Effect of Chronic Morphine Administration and Withdrawal on Body Mass and Relative Spleen Weight
Body weight was measured daily throughout the chronic morphine administration and withdrawal paradigm. Chronic administration of morphine resulted in a lack of body weight gain compared with saline-treated animals, which reached statistical significance on day 5 (P<.01) (Figure 2). Decreased weight gain persisted up to the second day of withdrawal (ie, day 9) (day 6, P<.01; day 7, P<.001; day 8, P<.05; day 9, P<.01 vs saline controls) (Figure 2).
Figure 2.
Effects of chronic morphine administration and withdrawal on body weight and relative spleen weight. Male C57BL/6J mice were treated with either saline or escalating-dose morphine paradigm (2 x 20–100mg/kg/d, i.p.) followed by a 7-day withdrawal period. (A) Changes in body weight and (B) relative spleen weight during chronic morphine or saline administration and withdrawal. Data are expressed as the mean ± SEM (n=6–12/group). *P<.05, **P<.01, ***P<.001 vs saline control (repeated-measures 2-way ANOVA followed by Bonferroni post-hoc test).

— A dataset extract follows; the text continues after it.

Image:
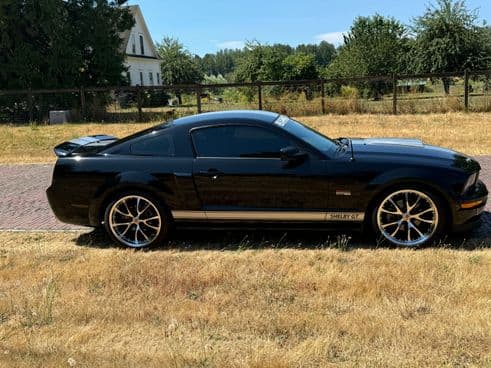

Effects of chronic morphine administration and withdrawal on body weight and relative spleen weight. Male C57BL/6J mice were treated with either saline or escalating-dose morphine paradigm (2 x 20–100mg/kg/d, i.p.) followed by a 7-day withdrawal period. (A) Changes in body weight and (B) relative spleen weight during chronic morphine or saline administration and withdrawal. Data are expressed as the mean ± SEM (n=6–12/group). *P<.05, **P<.01, ***P<.001 vs saline control (repeated-measures 2-way ANOVA followed by Bonferroni post-hoc test).We measured spleen weight in animals undergoing chronic morphine administration as well as withdrawal from morphine as an indicator of stress state of the animal. Indeed, decreased spleen weight has been previously associated with stress in rodents (Kyo et al., 1999; Dominguez-Gerpe and Rey-Mendez, 2001). Seven days of morphine administration did not change the relative spleen weight compared with the saline-treated animals. However, the 7-day withdrawal period from morphine administration induced a significant decrease in relative spleen weight compared with the saline-withdrawn controls (P<.001) (Figure 2).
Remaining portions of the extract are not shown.